Flotilla, 'Giuseppina sta bene, da popolazione libica enorme supporto'

Il racconto del marito dell'infermiera 79enne ferma a Sirte

(ANSA) - VERBANIA, 20 MAG - "Giuseppina sta bene, non ha problemi. Il convoglio di terra della Flotilla è nella zona di Sirte, dove le milizie di Haftar l'hanno fermato. Sono protetti dalla polizia del governo regolare libico. Ci siamo sentiti questa mattina alle 9, mi ha detto che stanno ricevendo un enorme supporto dalla popolazione libica, che sta offrendo cibo e acqua". Lo racconta all'ANSA il marito di Giuseppina Branca, l'infermiera di 79 anni di Cannero (Verbano-Cusio-Ossola) che si trova sul convoglio di terra diretto a Gaza attraverso il nord Africa. Il rientro in Italia della donna dovrebbe avvenire "sabato o domenica. Lei è già stata nel carcere di Negev lo scorso autunno, non può rientrare in Israele.
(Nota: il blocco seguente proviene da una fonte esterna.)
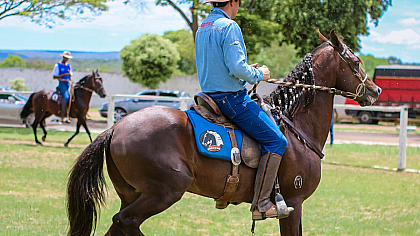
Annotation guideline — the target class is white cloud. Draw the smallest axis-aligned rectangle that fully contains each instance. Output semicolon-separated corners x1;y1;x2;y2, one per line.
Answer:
370;29;420;45
397;17;420;26
0;0;190;34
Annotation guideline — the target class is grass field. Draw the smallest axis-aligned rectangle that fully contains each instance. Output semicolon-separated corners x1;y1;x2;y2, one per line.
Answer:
0;128;420;235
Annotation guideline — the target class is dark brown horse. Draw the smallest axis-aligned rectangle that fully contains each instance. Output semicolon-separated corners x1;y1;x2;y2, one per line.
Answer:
20;70;106;147
68;31;380;235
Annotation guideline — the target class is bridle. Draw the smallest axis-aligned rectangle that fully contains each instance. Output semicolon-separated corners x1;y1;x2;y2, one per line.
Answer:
327;40;367;99
260;41;368;100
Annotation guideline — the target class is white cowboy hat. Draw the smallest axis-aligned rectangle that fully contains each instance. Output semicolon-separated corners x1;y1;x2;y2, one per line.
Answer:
60;51;73;59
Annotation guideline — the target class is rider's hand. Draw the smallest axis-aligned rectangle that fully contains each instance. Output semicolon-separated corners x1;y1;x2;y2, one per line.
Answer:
258;65;270;81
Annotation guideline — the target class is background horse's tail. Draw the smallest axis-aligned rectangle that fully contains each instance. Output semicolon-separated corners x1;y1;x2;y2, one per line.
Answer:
67;129;114;236
20;93;35;119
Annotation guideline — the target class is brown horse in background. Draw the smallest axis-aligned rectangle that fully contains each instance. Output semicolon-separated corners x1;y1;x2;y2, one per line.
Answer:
68;31;381;236
20;70;106;147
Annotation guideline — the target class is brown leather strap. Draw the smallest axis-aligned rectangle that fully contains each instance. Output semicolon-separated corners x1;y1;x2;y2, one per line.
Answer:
216;129;241;202
280;115;324;159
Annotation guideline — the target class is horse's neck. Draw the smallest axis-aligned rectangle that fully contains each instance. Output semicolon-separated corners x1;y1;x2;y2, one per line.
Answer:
293;54;336;150
293;91;333;150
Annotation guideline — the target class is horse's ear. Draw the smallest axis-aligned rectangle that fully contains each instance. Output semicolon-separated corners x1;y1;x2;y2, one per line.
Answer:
318;29;328;43
330;30;344;51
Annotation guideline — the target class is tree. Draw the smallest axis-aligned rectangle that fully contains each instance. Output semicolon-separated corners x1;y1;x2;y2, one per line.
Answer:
163;30;197;75
120;34;179;88
274;0;391;56
10;78;29;91
127;0;391;58
0;54;25;67
0;0;108;28
255;37;300;78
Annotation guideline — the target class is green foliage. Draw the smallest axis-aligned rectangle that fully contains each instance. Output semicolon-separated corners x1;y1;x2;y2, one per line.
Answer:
0;0;108;28
0;54;25;67
120;34;179;88
163;30;197;75
270;0;391;56
9;78;29;91
70;59;122;73
251;36;300;78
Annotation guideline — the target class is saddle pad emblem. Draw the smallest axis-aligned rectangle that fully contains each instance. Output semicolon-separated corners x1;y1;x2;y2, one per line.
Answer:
200;130;223;152
51;93;58;101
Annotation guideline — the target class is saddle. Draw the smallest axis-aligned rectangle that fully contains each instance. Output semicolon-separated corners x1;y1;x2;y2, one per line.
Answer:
191;93;261;168
190;93;270;209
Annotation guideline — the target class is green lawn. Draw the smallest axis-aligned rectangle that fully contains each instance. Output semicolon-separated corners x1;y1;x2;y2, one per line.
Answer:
0;128;420;236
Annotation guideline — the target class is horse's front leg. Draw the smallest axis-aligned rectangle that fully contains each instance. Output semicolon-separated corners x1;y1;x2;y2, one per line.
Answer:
64;119;81;147
32;116;42;146
82;116;92;142
39;117;47;142
279;200;302;236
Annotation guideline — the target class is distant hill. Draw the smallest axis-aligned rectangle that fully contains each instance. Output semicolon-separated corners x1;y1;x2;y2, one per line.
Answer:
0;49;120;60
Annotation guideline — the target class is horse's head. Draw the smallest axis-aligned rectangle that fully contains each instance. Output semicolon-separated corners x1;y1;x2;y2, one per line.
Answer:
86;70;106;98
318;30;381;106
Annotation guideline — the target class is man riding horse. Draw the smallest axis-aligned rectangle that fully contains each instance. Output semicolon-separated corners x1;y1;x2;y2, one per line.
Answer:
195;0;293;220
52;51;74;123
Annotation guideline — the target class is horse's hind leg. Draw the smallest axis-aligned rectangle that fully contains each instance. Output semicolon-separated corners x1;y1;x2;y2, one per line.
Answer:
110;160;192;235
82;119;92;142
32;115;42;145
64;119;82;147
39;116;47;142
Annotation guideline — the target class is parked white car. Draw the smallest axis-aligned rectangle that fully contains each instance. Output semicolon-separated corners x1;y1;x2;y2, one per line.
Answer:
99;89;194;122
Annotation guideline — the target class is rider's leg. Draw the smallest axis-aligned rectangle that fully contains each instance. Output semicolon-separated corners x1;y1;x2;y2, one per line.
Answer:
210;91;291;220
58;81;70;123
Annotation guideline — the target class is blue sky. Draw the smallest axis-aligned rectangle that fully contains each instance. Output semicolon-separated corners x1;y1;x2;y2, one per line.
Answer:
0;0;420;63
La situazione era prevista, lei è esperta ed è per questo che le organizzazioni la chiamano in queste missioni". Secondo quanto riferito dall'uomo, al termine dei negoziati una delegazione - "un bus con medici e infermieri con medicine e alimenti" - ha ottenuto di poter superare il confine tra l'area del governo di Tripoli e l'area controllata dalle milizie di Haftar, per proseguire verso Gaza. "Gli altri, che trasportavano anche materiali per case mobili e costruzioni prefabbricate, devono tornare a Tripoli". Da lì, via Tunisi, faranno rientro a casa. (ANSA).